Extinction Rebellion activists hold a banner during a protest outside the venue of the UN Climate Change Conference (COP26) in Glasgow. Reuters
Louise Boyle, The Independent
It’s a slightly surreal experience to be reporting from Cop26 not only as The Independent’s climate correspondent but also as someone who was born a stone’s throw from where the summit is taking place.
People have gathered in Glasgow from nearly every nation. And while there’s been some grumbles (from attendees and locals alike) about closed roads, overflowing bins, and opportunistic rentals — like this £7,000-a-week, one-bed flat with “24/7 driver” — the city’s welcome has been predictably, reassuringly, warm.
Inside the cavernous halls of the Scottish Event Campus, the atmosphere is buzzy and purposeful. Teams of negotiators flow past on their way to meetings from early morning until late at night, dozens of languages crisscrossing at once. In a side hall, countries have pitched booths where event after event is held with people putting forward plans and ideas about how to adapt to, and cope with, our rapidly-heating planet.
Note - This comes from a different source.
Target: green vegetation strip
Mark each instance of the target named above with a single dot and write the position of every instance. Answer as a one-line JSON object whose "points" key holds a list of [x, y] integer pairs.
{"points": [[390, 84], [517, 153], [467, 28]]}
World leaders are ten-a-penny. John Kerry seems to be doing laps of the place. A murmur ripples through crowds when a famous (masked) face passes, usually conspicuous due to fast-moving security details. “Was that…?” is a common refrain. And no one received a reception like Barack Obama (even Leo). As the former US president made his way up a staircase at the Cop venue earlier this week, cheers went up from the hundreds of people gathered for a glimpse.
In the media center, at the far end of the venue, rows of journalists clatter on laptops in breezy, stark white tents, perched on Ikea-esque furniture under neon lights. I’ve had five, seven cans of Irn-Bru, at last count (but I’m taking heart in how Scotland’s ginger nectar has gained international fandom, via one AOC). I’ve eaten nothing but sandwiches for days. Thankfully, they are intermittently giving out free Tunnock’s Tea Cakes at the entrance.
There’s a lot of mileage inside. Sneakers are the wisest choice, and people are talking step counts. It all sounds very mundane — yet Obama’s presence in Glasgow is the not the only reminder of the stakes of this event. “Welcome to Glasgow, The World is Looking to You COP26,” read posters in stations and on billboards, featuring images of victims of climate disasters.
Activists keep up an unrelenting wave of demonstrations, inside the venue, on its fringes and broadly across the city in their thousands. “Keep it in the ground… keep it in the text,” has been the refrain in these closing days, aiming acute pressure at high-level negotiators over the fact that words very much matter here. Including mention of fossil fuels — for the first time ever — must be in the final Cop agreement to make it meaningful, protesters say.
A wide array of groups — from the Indigenous People’s Network, to Fridays For Future, to Concerned Grandparents Worldwide — are sustaining visible public pressure. Extinction Rebellion hosted a ceilidh on the edge of Cop’s security turnstiles alongside a barrier which read “No Dancing on a Dead Planet”.
In a moment of light relief, a tall man in a Darth Vader costume invited those heading to the venue for a conversation on climate change in between bouts of performing Maxine Nightingale’s 70s classic Right Back Where We Started From on a karaoke machine.
During the final, hard slog toward achieving meaningful progress on keeping the 1.5C temperature target of the Paris Agreement “alive”, the tiredness in the air is palpable. (Stories abound of negotiators rolling out sleeping bags in the last days). Last night brought cautious optimism: China and the US announced a sudden pact to work together in this crucial decade.
“The coffees are very large here,” one delegate observed earlier as we stood, aimlessly stirring our reusable blue cups with biodegradable spoons.
But from the windows of the main delegate zone, beyond the tents and security fences, sits an illuminated sign on the Graving Docks which belong to the River Clyde’s rich shipbuilding past — and a reminder to those inside why we’ve bothered to come here at all. “No New Worlds,” it reads.